Can latent thought vectors scale language models beyond parameters?
Explores whether explicit latent thought vectors with dual-rate learning create new scaling dimensions independent of model size. This matters because it suggests alternatives to simply building larger models.
Latent-Thought Language Models (LTMs) propose a different scaling strategy than larger parameters or longer contexts: explicit latent thought vectors that follow a prior model in latent space and guide autoregressive token generation. This creates additional scaling dimensions — higher sample efficiency by increasing training compute per token, with further gains by trading model size for more inference steps.
Architecture. Latent thought vectors represent an abstract representation of the entire sequence, controlling the decoder's generation of each token. Training uses variational Bayes with a dual-rate process: fast learning of local variational parameters for the posterior distribution of latent vectors (adapting quickly to specific inputs) coupled with slow learning of global decoder parameters (gradually accumulating general knowledge).
Cognitive inspiration. The dual-rate scheme parallels established cognitive models:
- Declarative-procedural model (Ullman 2004): latent vectors and local parameters parallel declarative/episodic memory; global decoder parameters parallel procedural memory
- Fast-slow learning (Kumaran et al. 2016): fast episodic learning and slow schematic learning interplay
- Language of thought (Fodor 1975): latent thought vectors as "words" of an internal thought language
Scaling properties. LTMs demonstrate superior sample and parameter efficiency compared to conventional autoregressive models and discrete diffusion models. They significantly outperform on validation perplexity and zero-shot language modeling. Emergent few-shot in-context reasoning capabilities scale with both model size and latent size — providing two independent scaling dimensions.
The connection to existing latent reasoning approaches is important but distinct. Can models reason without generating visible thinking tokens? describes depth-recurrent architectures that iterate in latent space at inference time. LTMs use latent vectors differently — as sequence-level abstractions that guide token generation rather than per-token iterative computation. The dual-rate learning provides a training-time mechanism that depth-recurrence does not.

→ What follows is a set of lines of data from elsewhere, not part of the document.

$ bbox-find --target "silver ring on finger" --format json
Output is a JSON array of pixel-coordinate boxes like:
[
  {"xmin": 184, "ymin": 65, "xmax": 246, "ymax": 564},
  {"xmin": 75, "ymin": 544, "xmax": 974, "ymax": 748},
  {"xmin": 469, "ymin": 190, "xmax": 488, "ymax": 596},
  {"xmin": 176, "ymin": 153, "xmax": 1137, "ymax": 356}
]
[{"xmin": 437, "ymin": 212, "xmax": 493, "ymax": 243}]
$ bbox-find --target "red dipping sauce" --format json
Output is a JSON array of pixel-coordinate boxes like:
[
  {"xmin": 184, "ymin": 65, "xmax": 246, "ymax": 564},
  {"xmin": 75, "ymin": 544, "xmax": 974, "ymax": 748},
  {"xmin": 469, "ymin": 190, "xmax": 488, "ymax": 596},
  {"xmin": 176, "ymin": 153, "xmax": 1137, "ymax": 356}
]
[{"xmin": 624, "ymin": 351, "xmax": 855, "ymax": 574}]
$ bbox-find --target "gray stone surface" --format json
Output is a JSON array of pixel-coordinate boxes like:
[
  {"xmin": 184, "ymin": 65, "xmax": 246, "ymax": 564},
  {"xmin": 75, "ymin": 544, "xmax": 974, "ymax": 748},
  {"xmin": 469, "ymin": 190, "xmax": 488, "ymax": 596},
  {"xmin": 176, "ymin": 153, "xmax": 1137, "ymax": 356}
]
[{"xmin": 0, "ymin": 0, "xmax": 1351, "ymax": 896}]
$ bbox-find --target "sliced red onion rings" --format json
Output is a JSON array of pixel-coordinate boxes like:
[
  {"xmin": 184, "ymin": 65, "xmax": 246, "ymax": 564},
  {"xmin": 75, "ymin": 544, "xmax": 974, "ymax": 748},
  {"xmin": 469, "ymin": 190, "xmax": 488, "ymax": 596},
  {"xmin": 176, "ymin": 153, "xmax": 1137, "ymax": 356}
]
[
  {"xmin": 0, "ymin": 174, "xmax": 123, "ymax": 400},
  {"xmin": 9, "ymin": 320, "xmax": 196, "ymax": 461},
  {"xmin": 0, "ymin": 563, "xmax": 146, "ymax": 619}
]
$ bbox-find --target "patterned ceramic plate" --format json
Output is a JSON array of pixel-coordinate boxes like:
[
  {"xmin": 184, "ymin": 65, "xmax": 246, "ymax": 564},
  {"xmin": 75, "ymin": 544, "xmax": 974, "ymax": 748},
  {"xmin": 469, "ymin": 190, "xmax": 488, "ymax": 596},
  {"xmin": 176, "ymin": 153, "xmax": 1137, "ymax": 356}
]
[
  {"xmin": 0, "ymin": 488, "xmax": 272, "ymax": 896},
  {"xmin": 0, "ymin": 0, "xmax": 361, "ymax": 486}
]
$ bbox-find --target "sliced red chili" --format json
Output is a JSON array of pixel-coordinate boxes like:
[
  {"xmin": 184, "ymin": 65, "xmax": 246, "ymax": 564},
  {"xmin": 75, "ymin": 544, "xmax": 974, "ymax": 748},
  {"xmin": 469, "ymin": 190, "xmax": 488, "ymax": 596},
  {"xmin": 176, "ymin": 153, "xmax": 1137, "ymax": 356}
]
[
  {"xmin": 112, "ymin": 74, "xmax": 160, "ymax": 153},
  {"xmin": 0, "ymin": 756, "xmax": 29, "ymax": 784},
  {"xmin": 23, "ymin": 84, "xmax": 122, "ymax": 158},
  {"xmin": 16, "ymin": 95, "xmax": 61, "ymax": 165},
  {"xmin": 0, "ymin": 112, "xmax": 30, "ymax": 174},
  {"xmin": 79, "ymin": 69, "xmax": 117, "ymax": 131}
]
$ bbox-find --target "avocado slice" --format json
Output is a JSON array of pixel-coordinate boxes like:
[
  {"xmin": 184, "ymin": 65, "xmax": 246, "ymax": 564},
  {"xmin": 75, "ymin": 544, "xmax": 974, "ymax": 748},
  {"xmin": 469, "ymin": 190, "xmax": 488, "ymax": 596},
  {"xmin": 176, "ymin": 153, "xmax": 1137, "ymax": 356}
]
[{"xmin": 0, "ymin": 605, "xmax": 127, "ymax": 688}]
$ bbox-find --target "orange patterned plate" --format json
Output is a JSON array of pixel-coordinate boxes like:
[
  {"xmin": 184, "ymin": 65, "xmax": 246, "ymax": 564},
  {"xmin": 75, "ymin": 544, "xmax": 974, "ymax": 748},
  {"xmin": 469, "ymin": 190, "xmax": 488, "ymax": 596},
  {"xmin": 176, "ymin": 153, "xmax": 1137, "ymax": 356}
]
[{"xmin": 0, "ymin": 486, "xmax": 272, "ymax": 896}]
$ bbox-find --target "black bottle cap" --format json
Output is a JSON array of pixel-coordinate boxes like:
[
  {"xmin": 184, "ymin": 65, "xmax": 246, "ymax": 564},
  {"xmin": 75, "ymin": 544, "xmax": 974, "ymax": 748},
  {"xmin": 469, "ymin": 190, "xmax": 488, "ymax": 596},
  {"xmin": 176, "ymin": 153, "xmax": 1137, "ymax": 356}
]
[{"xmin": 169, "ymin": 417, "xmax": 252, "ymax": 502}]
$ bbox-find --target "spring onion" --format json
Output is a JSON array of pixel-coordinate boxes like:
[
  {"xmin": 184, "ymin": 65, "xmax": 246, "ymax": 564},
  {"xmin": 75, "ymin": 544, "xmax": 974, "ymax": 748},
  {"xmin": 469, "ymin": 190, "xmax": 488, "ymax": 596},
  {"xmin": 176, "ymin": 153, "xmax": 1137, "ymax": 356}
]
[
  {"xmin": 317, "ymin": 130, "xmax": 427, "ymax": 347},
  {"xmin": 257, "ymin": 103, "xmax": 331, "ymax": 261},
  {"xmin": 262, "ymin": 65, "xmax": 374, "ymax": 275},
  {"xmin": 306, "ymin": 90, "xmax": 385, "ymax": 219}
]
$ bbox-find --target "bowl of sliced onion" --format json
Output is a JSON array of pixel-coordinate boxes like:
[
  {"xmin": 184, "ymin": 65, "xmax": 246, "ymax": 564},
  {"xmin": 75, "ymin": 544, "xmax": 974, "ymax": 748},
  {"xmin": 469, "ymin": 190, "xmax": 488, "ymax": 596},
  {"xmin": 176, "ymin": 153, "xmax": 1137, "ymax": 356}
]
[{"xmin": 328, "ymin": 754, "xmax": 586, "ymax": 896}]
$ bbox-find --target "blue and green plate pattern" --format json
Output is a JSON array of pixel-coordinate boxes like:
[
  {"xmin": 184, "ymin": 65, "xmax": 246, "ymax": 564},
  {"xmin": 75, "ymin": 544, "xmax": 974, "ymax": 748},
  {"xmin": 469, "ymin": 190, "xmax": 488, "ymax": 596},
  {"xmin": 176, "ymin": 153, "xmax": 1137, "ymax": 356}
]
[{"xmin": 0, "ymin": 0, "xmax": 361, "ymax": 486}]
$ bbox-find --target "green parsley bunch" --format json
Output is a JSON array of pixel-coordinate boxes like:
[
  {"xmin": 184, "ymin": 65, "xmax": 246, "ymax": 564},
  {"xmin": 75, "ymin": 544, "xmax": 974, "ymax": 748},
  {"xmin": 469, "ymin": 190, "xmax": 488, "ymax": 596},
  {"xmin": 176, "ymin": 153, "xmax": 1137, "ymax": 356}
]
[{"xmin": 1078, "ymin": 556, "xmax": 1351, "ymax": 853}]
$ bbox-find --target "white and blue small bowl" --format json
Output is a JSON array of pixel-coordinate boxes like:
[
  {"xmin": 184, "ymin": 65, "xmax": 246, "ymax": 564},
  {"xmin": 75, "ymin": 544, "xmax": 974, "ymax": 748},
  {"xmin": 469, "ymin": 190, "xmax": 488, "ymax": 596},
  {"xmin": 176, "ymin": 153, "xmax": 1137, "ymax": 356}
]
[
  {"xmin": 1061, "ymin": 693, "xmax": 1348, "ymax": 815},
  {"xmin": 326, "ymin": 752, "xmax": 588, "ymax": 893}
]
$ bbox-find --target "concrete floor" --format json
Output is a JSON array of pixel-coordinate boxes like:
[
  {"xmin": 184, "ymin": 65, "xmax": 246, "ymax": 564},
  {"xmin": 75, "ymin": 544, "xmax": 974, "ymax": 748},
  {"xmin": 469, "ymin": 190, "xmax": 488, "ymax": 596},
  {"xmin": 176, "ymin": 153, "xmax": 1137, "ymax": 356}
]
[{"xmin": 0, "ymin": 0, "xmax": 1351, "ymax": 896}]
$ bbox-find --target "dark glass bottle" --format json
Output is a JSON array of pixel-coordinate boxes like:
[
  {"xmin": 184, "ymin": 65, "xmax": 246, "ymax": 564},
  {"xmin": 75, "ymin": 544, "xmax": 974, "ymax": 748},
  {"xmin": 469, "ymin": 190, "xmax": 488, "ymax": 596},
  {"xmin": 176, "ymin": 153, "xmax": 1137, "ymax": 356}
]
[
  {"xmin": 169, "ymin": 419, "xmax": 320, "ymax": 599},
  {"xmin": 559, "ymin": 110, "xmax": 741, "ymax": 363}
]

The Titans parallel is also notable: Can neural memory modules scale language models beyond attention limits? separates fast attention (short-term) from slow memory (long-term). LTMs separate fast local adaptation from slow global learning. Both architectures implement the fast-slow cognitive distinction but at different levels — Titans for memory, LTMs for generation.
Source: Cognitive Models Latent
Related concepts in this collection
-
Can models reason without generating visible thinking tokens?
Explores whether intermediate reasoning must be verbalized as text tokens, or if models can think in hidden continuous space. Challenges a foundational assumption about how language models scale their reasoning capabilities.
different latent approach: per-token iterative computation vs sequence-level latent vectors
-
Can neural memory modules scale language models beyond attention limits?
Can separating short-term attention from adaptive long-term memory allow models to efficiently handle context windows exceeding 2M tokens while maintaining competitive performance?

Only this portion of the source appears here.